After a few minutes, the Entra groups appear in AWS IAM Identity Center → Groups.

Step 5 — Define permission sets and bind to AWS accounts

A permission set is a reusable role definition. The same permission set can be assigned to one Entra group across many AWS accounts.

Recommended role archetypes:

Permission set Maps to AWS managed policy For
Platform-Admin AdministratorAccess Cloud platform team
Security-Audit-RO SecurityAudit + ReadOnlyAccess Security auditors
Data-Engineer-RW Custom (S3 + Glue + EMR + Lake Formation) Data engineering
Data-Analyst-RO Custom (Athena + S3 read on specific buckets) Analysts
Developer PowerUserAccess App developers in non-prod

For each:

  1. AWS IAM Identity Center → Permission setsCreate.
  2. Choose the policy type (managed, custom inline, or both).
  3. Set the session duration (1-12 hours; 8 hours is a reasonable default).
  4. AWS Accounts → select the accounts → Assign users or groups → pick the Entra group → pick the permission set.

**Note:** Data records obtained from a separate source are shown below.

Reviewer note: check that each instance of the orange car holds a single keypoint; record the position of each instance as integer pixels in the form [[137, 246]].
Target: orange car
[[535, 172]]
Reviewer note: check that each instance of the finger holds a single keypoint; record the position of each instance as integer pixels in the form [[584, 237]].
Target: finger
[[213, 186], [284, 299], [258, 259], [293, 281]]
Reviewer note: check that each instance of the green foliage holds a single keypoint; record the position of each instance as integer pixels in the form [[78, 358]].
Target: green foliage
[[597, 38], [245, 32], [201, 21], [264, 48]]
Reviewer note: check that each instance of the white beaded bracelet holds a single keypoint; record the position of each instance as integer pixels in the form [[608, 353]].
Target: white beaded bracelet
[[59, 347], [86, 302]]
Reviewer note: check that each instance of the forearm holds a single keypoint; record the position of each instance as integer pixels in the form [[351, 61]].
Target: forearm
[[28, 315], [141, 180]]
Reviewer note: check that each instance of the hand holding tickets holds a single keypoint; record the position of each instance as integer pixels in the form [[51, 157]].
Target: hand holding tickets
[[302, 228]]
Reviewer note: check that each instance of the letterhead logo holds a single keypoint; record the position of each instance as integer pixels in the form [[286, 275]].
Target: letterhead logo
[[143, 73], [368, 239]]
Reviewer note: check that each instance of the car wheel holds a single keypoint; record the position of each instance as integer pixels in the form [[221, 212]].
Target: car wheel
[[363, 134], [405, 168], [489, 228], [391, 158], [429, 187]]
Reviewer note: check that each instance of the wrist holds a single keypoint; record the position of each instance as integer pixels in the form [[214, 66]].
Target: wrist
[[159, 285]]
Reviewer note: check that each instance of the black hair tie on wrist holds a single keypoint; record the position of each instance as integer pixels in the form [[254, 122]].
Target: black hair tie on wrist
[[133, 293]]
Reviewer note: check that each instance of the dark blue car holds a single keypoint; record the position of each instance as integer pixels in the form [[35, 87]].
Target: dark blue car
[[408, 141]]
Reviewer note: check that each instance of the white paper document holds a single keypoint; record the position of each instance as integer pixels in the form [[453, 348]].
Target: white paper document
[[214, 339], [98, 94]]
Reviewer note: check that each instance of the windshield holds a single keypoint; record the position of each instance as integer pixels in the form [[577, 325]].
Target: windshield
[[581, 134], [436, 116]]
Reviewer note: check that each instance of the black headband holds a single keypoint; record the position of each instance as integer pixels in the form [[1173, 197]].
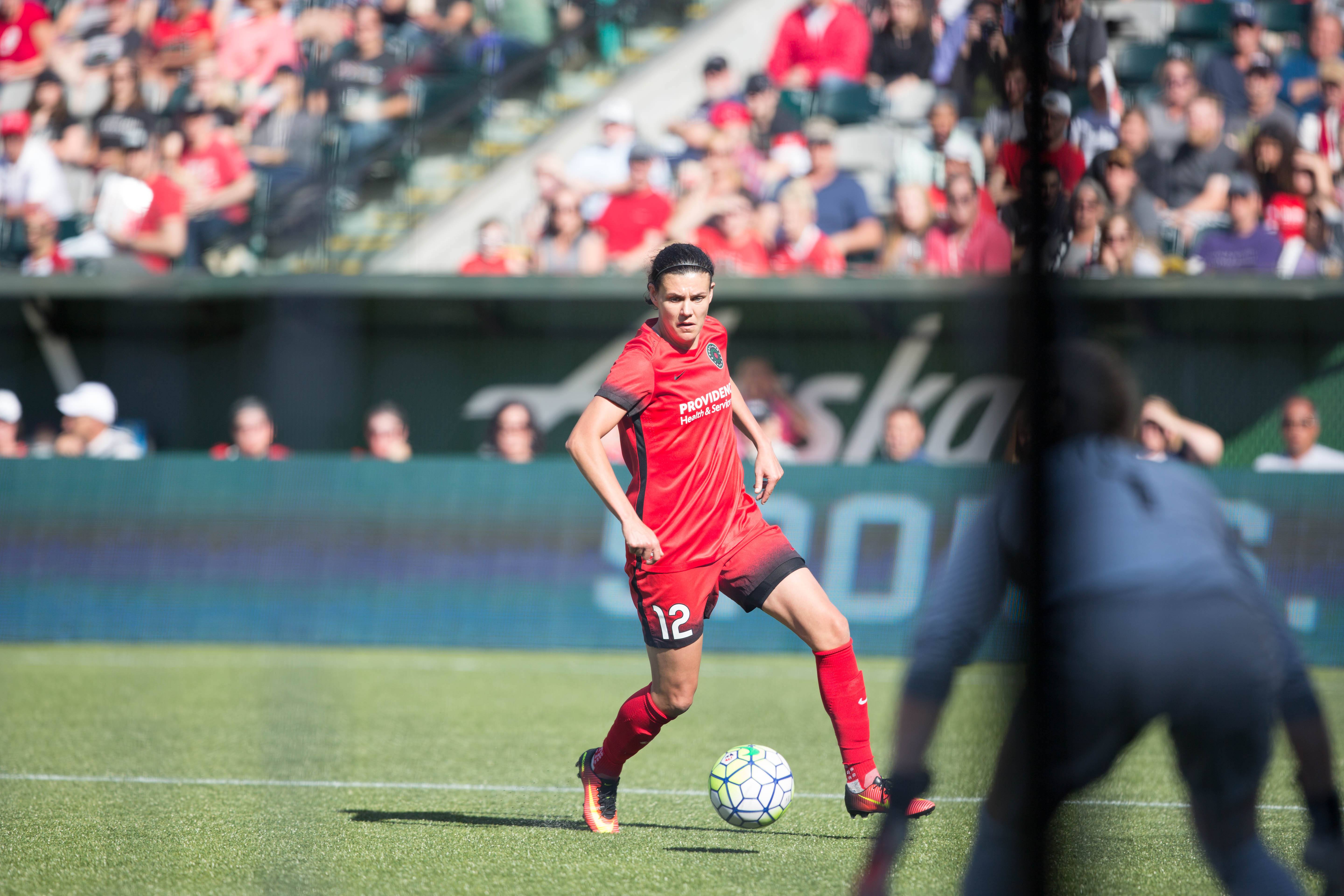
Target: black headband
[[656, 276]]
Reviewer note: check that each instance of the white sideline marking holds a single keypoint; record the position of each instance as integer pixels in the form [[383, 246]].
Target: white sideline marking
[[523, 789]]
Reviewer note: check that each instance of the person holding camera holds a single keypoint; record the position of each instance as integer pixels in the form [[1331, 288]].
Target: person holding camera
[[983, 56]]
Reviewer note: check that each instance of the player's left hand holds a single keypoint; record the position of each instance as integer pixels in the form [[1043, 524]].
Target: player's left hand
[[768, 473]]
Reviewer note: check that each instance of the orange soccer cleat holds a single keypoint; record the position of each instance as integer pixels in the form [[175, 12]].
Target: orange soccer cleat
[[877, 798], [599, 797]]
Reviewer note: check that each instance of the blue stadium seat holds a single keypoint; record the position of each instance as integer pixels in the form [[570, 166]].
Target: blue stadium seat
[[1138, 64], [1195, 21]]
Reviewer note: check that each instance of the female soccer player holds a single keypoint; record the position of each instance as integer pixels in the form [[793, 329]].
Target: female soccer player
[[691, 531]]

The user signs in to the AWS start URL, sees the AWS accounts they have access to, picks the permission set, and assumes the underlying IAM role for the session duration.

Conditional Access policies

In Entra, add the AWS Enterprise App to your baseline Conditional Access policies:

  • Require MFA for all sign-ins.
  • Require compliant device for Platform-Admin role.
  • Block legacy auth.
  • Block by geography unless travel exception.

These apply automatically because AWS is now an Entra-federated application.

Breakglass accounts

Create two IAM users in the AWS management account, outside the federation, for federation-failure recovery:

  1. IAM → Users → Create two users (e.g., breakglass-1, breakglass-2).
  2. Attach AdministratorAccess.
  3. Generate console password + access keys; require MFA via FIDO2.
  4. Store credentials in a hardware-token-protected vault.
  5. Set up CloudTrail alarms on any login or API use by these users.
  6. Document the use procedure; do quarterly rotation drills.

CLI access

For programmatic access, install aws sso (built into AWS CLI v2):

aws configure sso
# SSO start URL: https://d-xxxxxxxxxx.awsapps.com/start
# SSO region: us-east-1
# Account ID + permission set are chosen interactively
aws sso login --profile my-account-admin
aws s3 ls --profile my-account-admin

The session token is cached locally for the permission set's session duration. No long-lived access keys.

Verification

After completing all five steps:

  • Sign in to the AWS Identity Center start URL with an Entra identity. MFA is prompted. AWS accounts list is shown.
  • Pick an account + permission set. AWS console loads with the role's privileges.
  • aws sso login from the CLI succeeds.
  • Sentinel (or your SIEM) receives the CloudTrail event for the assumed role.
  • Entra sign-in log shows the SAML sign-in to the AWS app.
  • No IAM users exist in the management account except the two breakglass accounts.